Eventually, I admitted, "I don't know."
He watched as I shifted, stared out at the ocean. "Would you tell me why it's so difficult to envision a world where the time we spend together isn't employer-mandated? I want to understand why that looks so terrible to you, because it can't be all about institutional bullshit and me picking on plastic surgeons. You're tougher than that."
"Has it ever occurred to you that requiring me to be tough is half the problem here?"
He stepped in front of me, blocking my view of the water. "It's not half the problem. You're the toughest little cookie I've ever met and I know a lot of tough cookies. You just haven't realized that you don't have to be tough with me."
"You pick fights with me all the time," I yelled.
"Because it's fun," he yelled back.
"All this time, I've been battling you and you've—you've been having fun?"
"And you weren't?"
"No!" I cried.
"The time you pummeled me with stuffed animals? That wasn't a tiny bit fun for you?"
"It was—you know what that was," I said impatiently.
"And the time you paid a hostess to ask me if I was the most arrogant surgeon in the city? You weren't having any fun then?"
"I didn't have to pay her," I replied with a sniff. "She did it for free."
"And what about the time you tried to drown me in the Charles River? There wasn't a single drop of fun in that for you?"
"You have to stop saying I tried to drown you. Your sleeve was damp. There's a significant difference between a few splashes and holding your overinflated head under the water for a prolonged period of time."
"And this?" he asked. "This isn't fun for you? Not even a little?" When I didn't respond, he went on, "Because I think it is, Sara. You just don't want to recognize it. You're so much fun to fight with. You get all worked up and you're so damn gorgeous when you're furious for no reason, and because you like it too.

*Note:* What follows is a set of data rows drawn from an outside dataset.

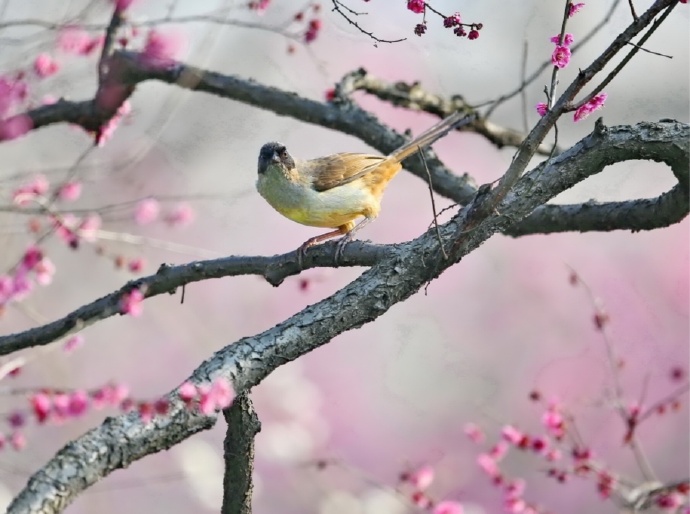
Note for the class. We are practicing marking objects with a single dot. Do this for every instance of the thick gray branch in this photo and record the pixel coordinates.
(415, 97)
(400, 272)
(168, 278)
(606, 147)
(238, 454)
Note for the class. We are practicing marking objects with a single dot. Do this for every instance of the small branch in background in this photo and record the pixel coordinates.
(238, 454)
(543, 66)
(338, 7)
(415, 97)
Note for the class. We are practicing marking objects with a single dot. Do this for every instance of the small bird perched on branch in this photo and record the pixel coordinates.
(333, 191)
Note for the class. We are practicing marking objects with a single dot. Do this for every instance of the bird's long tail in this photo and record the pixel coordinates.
(432, 135)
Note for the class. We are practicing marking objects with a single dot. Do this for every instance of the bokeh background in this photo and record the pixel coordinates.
(398, 392)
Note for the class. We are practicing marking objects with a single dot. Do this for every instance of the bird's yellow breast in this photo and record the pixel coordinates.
(298, 201)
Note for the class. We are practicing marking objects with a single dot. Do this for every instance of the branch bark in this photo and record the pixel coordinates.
(399, 273)
(238, 453)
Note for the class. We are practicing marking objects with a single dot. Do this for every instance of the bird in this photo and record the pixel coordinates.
(335, 190)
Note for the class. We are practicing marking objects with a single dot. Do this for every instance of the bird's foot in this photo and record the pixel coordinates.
(340, 247)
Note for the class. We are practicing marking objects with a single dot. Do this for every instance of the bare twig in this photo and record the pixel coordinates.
(338, 7)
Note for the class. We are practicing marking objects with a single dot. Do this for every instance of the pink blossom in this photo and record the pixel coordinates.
(69, 191)
(122, 5)
(669, 501)
(514, 505)
(223, 392)
(259, 5)
(45, 65)
(18, 440)
(488, 465)
(422, 478)
(89, 227)
(15, 126)
(416, 6)
(16, 419)
(516, 488)
(181, 215)
(146, 411)
(162, 48)
(73, 343)
(499, 450)
(448, 507)
(161, 406)
(78, 403)
(41, 405)
(136, 265)
(132, 303)
(32, 256)
(594, 104)
(421, 500)
(553, 421)
(561, 56)
(312, 30)
(474, 433)
(12, 93)
(74, 40)
(553, 455)
(44, 271)
(6, 289)
(511, 434)
(65, 227)
(567, 39)
(146, 211)
(22, 286)
(452, 21)
(38, 186)
(60, 406)
(574, 8)
(110, 394)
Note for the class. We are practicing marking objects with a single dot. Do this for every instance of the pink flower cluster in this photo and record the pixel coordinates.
(17, 285)
(313, 30)
(561, 54)
(162, 48)
(58, 406)
(132, 302)
(574, 8)
(416, 6)
(13, 93)
(420, 480)
(594, 104)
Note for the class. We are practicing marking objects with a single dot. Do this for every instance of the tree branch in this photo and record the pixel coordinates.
(168, 278)
(414, 96)
(398, 274)
(238, 453)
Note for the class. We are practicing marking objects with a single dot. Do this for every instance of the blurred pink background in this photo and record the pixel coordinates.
(396, 393)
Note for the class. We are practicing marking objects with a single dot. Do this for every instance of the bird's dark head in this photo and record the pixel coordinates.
(274, 153)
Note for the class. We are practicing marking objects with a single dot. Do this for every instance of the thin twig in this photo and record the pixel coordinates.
(433, 205)
(336, 8)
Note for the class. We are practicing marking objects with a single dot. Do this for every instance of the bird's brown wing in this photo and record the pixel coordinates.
(340, 168)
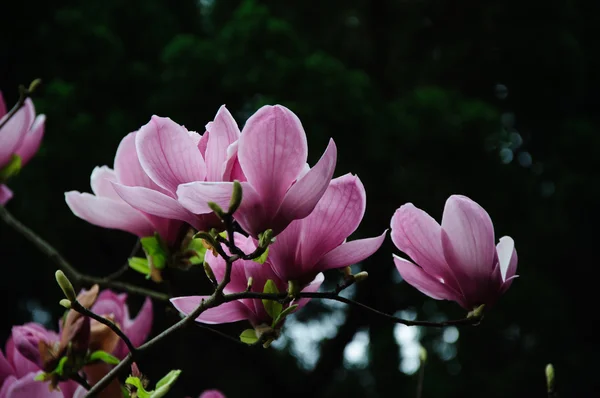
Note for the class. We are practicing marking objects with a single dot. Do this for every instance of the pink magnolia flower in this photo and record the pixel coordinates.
(318, 242)
(279, 187)
(171, 155)
(246, 309)
(20, 136)
(458, 260)
(106, 209)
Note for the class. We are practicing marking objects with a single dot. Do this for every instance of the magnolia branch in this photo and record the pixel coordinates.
(67, 268)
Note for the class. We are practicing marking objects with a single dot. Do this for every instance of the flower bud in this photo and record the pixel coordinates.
(65, 285)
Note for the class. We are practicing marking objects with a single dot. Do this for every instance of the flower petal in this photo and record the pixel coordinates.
(5, 194)
(14, 131)
(108, 213)
(195, 196)
(32, 140)
(232, 311)
(425, 283)
(468, 241)
(223, 132)
(155, 203)
(168, 154)
(101, 181)
(352, 252)
(304, 195)
(418, 235)
(272, 152)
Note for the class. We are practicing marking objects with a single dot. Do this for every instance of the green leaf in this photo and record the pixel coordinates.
(272, 307)
(154, 248)
(104, 357)
(140, 265)
(12, 168)
(284, 313)
(165, 383)
(248, 336)
(197, 246)
(263, 257)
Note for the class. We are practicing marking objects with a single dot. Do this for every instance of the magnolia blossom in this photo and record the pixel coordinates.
(278, 185)
(20, 139)
(246, 309)
(171, 155)
(458, 260)
(318, 242)
(105, 208)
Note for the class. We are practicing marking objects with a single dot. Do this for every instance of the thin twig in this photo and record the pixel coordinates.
(76, 306)
(67, 268)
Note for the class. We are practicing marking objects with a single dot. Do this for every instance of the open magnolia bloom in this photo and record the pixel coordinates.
(257, 312)
(278, 185)
(458, 260)
(20, 139)
(318, 242)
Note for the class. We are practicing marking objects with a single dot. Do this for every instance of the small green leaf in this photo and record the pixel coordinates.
(248, 336)
(284, 313)
(140, 265)
(165, 383)
(154, 248)
(199, 248)
(263, 257)
(104, 357)
(272, 307)
(12, 168)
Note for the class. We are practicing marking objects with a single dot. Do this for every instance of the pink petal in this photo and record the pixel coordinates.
(312, 287)
(28, 387)
(195, 196)
(304, 195)
(335, 217)
(139, 328)
(272, 152)
(425, 283)
(468, 241)
(223, 132)
(128, 168)
(101, 181)
(168, 154)
(418, 235)
(108, 213)
(13, 132)
(32, 140)
(5, 194)
(232, 311)
(351, 252)
(155, 203)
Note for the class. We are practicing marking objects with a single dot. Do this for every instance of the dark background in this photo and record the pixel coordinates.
(495, 100)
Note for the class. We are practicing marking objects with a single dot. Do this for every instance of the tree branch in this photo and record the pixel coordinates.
(67, 268)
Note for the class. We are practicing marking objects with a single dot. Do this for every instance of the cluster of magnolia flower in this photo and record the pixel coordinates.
(167, 183)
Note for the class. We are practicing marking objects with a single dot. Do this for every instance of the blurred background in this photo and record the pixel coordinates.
(424, 98)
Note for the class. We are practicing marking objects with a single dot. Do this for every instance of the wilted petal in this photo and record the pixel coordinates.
(101, 181)
(418, 235)
(155, 203)
(232, 311)
(422, 281)
(14, 131)
(351, 252)
(195, 196)
(223, 132)
(468, 242)
(32, 140)
(108, 213)
(168, 154)
(303, 196)
(5, 194)
(272, 152)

Admit it, for once, that you love battling me. That you can push and push and push, and the only thing I'm ever going to do is pull your hair and fuck you harder."
"Even if a fraction of that is correct—and I'm not saying it is—don't you think I get tired of that?" I asked, still louder than anyone should be speaking on a beach in Jamaica at sunrise. "Don't you think I want some nice, simple interactions that don't involve screaming or beating the shit out of each other at jousting?"

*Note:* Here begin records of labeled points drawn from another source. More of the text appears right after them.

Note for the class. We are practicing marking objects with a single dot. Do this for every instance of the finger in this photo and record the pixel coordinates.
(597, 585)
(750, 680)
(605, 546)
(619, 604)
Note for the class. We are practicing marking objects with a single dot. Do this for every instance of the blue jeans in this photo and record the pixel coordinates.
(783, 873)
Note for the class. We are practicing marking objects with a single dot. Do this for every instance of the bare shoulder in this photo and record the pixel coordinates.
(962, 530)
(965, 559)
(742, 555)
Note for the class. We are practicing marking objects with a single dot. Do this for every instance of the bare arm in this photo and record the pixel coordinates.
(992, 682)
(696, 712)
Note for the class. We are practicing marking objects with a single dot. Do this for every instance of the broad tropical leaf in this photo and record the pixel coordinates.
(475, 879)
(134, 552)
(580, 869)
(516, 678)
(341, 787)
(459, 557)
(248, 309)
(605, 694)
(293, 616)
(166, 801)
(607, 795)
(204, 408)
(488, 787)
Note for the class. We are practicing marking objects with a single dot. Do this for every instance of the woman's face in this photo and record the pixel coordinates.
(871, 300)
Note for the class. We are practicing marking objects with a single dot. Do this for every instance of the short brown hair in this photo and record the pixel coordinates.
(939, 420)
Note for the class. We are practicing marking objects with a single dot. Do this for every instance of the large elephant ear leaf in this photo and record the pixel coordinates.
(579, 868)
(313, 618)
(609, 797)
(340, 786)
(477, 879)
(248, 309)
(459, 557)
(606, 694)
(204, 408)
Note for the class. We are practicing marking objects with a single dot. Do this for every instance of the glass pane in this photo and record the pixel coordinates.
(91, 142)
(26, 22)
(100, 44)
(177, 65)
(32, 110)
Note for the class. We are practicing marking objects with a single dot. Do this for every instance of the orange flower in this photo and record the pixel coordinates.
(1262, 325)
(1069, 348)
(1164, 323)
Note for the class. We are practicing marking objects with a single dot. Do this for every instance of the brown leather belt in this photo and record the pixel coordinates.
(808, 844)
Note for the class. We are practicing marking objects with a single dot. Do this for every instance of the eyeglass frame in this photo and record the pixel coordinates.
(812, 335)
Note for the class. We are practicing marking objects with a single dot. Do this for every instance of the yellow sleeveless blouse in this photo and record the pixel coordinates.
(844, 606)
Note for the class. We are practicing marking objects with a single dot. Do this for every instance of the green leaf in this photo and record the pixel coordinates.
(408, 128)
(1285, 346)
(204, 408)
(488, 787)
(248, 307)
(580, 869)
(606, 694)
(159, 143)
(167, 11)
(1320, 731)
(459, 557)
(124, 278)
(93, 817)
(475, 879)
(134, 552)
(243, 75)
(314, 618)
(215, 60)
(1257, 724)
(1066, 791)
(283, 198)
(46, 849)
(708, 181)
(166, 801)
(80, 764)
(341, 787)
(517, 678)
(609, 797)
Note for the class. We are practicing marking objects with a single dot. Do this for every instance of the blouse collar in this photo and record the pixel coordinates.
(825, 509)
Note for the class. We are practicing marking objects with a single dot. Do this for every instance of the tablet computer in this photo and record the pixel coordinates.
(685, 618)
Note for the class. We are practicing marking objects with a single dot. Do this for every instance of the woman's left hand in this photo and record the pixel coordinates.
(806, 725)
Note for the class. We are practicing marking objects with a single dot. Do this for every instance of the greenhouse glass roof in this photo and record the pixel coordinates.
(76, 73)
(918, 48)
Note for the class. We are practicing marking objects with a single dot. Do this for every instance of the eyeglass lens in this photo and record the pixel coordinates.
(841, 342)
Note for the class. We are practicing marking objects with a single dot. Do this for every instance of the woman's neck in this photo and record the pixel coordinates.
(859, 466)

He brought his hands to my shoulders, up my neck. "No. I think you want to be loud. I think you want to be as wild and prickly and sweet as you know you truly are, and I think you want someone who sees that mess and wants more of it. Who wants all of it."
I needed a minute to think. That was it, just a minute to think. And breathe. And also get the hell out of this conversation and into a place where this man wasn't crawling inside my head, scooping up my thoughts, and forcing me to look them in the eye. "I haven't packed," I said. "I should do that. Now. Soon. I mean, I have to go soon and I should pack now."
"Sara." My name was a sigh.
"If you want to continue talking to me, you can do it while I pack," I said, storming up the beach.
It took me all of a minute to reach the bungalow and another minute to drag my bags from the closet and start shoving my things inside. If I knew anything about folding clothes or organizing garments, it didn't show. No, this was fully slapdash and that was the goal. I was doing exactly what I intended and no one was going to tell me otherwise. I knew myself and I was certain, so fucking certain, of all the things. I had it all right here in my contradictory little pocket. I wasn't trying to reorient my entire world while also gathering my things for international travel.
It took several more minutes for Sebastian to appear in the doorway, his hair tousled like he'd run his fingers through it a million times. He tipped his head to the side, silent a moment as he watched me fill the suitcase.